確かにコンビニにいつもいる不良のバイク音。
気が付いてコンビニを見た時には、誰も居なかった。
そして周りを見たら、ここはケンカの修羅場。
私の周りではドラマでありそうな喧嘩が行われていた。
私は、動いたら巻き込まれてそうで、ドキドキしながら周りに気をとられていた。
「おい、チビ。」
肩を触られた。
後ろから聞こえる低い声。
私はビックリして振り返った。
「ここ、あぶねーぞ。」
「え?」
声をかけた彼は、コンビニのグルの不良なのか、連れて行こうとしたグルの不良なのかわからない。
「ほら、逃げるぞ。

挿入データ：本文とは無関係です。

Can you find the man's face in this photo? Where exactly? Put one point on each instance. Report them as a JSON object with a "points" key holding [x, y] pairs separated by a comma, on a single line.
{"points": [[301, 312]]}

」
私はまた腕を掴まれた。
でも、さっきとは全然違った。
ごつごつした手だけれど、やさしさに包まれた気がした。
腕を掴まれ、喧嘩の隙間を走って逃げる。
たまに襲って来そうな相手は、腕を掴んでいる彼が殴って、一撃で倒してしまう。
しばらくたって、バイクの前に着いた。
バイクはコンビニから100メートルぐらいの所に止めてあって、いつものコンビニのグルだと確信した。
「おい、乗らねえのかよ?」
きずいたときには、彼はバイクに乗っていた。
私は頷いて、初めてバイクに乗る。
「しっかり、つかまってろよ?」
彼の言葉の後、バイクは凄いスピードで動き出した。